Demographic history and adaptive evolution of Indo-Pacific bottlenose dolphins (Tursiops aduncus) in Western Australia
Data files
Oct 21, 2024 version files 2.65 GB
-
Datasets.zip
2.62 GB
-
filtering_steps_in_the_command_line.html
635.14 KB
-
Part1_PopStruct.zip
18.36 KB
-
Part2_Demographic_modelling.zip
8.02 KB
-
Part3_LocalAdaptation.zip
31.04 MB
-
README.md
18.21 KB
-
RsessionInfo.txt
13 KB
Abstract
Demographic processes can substantially affect a species’ response to changing ecological conditions, necessitating the combined consideration of genetic responses to environmental variables and neutral genetic variation. Using a seascape genomics approach combined with population demographic modelling, we explored the interplay of demographic and environmental factors that shaped the current population structure in Indo-Pacific bottlenose dolphins (Tursiops aduncus) along most of the Western Australian coastline. We combined large-scale environmental data gathered via remote sensing with RADseq genomic data from 133 individuals at 19 sampling sites. Using population genetic and outlier detection anaylses, we identified three distinct genetic clusters, coinciding with tropical, subtropical and temperate provincial bioregions. In contrast to previous studies, our demographic models indicated that populations occupying the paleo-shoreline split into two demographically independent lineages before the last glacial maximum (LGM). A subsequent split after the LGM gave rise to the Shark Bay population, thereby creating the three currently observed clusters. Although multi-locus heterozygosity declined from north to south, dolphins from the southernmost cluster inhabiting temperate waters had higher heterozygosity in potentially adaptive loci, compared to dolphins from subtropical and tropical waters. These findings suggest ongoing adaptation to cold temperate waters in the southernmost cluster, possibly linked to distinct selective pressures between the different bioregions. Our study demonstrated that in the marine realm, without apparent physical boundaries, only a combined approach can fully elucidate the intricate environmental and genetic interactions shaping the evolutionary trajectory of marine mammals.
Short explanation of scripts and datasets analysed in: “Neutral and adaptive genetic differentiation patterns suggest a complex history of Indo-Pacific bottlenose dolphins (Tursiops aduncus) in West-Australian waters”, 2024, 10.1111/mec.17555
Svenja M. Marfurt, Delphine B. H. Chabanne, Samuel Wittwer, Livia Gerber, Simon J. Allen, Manuela R. Bizzozzero, Krista Nicholson, Michael Krützen
For questions regarding Parts 1 & 3 please contact svenja.marfurt@iea.uzh.ch
For questions regarding Part 2 please contact samuel.wittwer@iea.uzh.ch
This dryad repository contains the following objects in provided folder structure listed below with a short explanation about each object.
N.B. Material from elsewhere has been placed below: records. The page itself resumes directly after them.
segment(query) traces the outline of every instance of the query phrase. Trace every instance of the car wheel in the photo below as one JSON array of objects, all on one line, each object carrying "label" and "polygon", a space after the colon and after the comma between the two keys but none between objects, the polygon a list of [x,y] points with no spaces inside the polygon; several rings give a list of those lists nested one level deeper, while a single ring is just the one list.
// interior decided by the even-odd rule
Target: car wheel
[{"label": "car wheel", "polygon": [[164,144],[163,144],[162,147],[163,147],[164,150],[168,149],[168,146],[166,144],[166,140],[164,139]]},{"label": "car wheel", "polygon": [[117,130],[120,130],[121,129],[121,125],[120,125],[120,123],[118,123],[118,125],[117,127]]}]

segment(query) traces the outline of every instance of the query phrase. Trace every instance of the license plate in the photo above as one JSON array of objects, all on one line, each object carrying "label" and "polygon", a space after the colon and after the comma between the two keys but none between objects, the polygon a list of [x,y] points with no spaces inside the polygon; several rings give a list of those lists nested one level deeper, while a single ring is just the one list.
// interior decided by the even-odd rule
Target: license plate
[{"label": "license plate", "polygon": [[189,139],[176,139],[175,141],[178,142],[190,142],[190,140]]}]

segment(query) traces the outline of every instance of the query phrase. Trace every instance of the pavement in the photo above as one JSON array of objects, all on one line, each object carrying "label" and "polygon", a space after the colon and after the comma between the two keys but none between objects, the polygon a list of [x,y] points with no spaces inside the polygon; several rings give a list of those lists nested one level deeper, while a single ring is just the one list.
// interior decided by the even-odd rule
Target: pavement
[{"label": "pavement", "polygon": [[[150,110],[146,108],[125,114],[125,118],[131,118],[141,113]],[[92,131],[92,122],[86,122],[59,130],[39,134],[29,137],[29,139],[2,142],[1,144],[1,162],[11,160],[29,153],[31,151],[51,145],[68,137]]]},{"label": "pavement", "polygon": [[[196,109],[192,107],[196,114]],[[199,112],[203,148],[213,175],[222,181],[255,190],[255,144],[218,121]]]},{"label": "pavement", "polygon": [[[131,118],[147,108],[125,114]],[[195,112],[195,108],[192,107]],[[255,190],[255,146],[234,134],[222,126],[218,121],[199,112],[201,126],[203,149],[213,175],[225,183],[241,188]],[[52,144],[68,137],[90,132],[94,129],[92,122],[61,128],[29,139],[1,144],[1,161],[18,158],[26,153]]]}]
Datasets and folders in cursive are created at some point when running all analysis parts. They are provided to facilitate replication of only specific parts of the analyses.
RsessionInfo.txt
The R-session info with details of R-package versions used
filtering_steps_in_the_command_line.html
An html containing commands for read filtering, alignment, variant calling and additional information
Datasets:
- BioOracle_data:
A folder containing all environmental layers downloaded using the sdmpredictors R package (e.g., BO_bathymean_lonlat.zip, BO22_chlomean_ss_lonlat.zip, …). For a detailed description of these layers, please refer to the BioOracle website: https://www.bio-oracle.org/documentation.php . The layers can be loaded into R directly by specifyingoptions(sdmpredictors_datadir = "/Datasets/BioOracle_data")
. Alternatively, these layers can be downloaded from the BioOracle website from within R following the instructions in detailed in EnvData.R. - genotype.lfmm_imputed.snmf:
can be created when running PopDemHistory_TursiopsAduncusAustralia.R. A folder containing ancestry coefficient computations (sNMF) for K = 3 after imputing missing data using LEA package in R, plus an additional “masked” analysis folder. The masked analysis is conducted by masking a portion of the data to assess the stability of the results or to cross-validate the sNMF model. Each analysis (K = 3 and the masked analysis) has its own folder, and within each folder, 10 runs have been performed to evaluate the consistency of the results across replicates. Each run contains the following files, with X referring to the run number and Y referring to the K specified:- genotype_rX.Y.G: Genotype matrix used for the run
- genotype_rX.Y.Q: Ancestry coefficients (Q-matrix) produced by sNMF for the run.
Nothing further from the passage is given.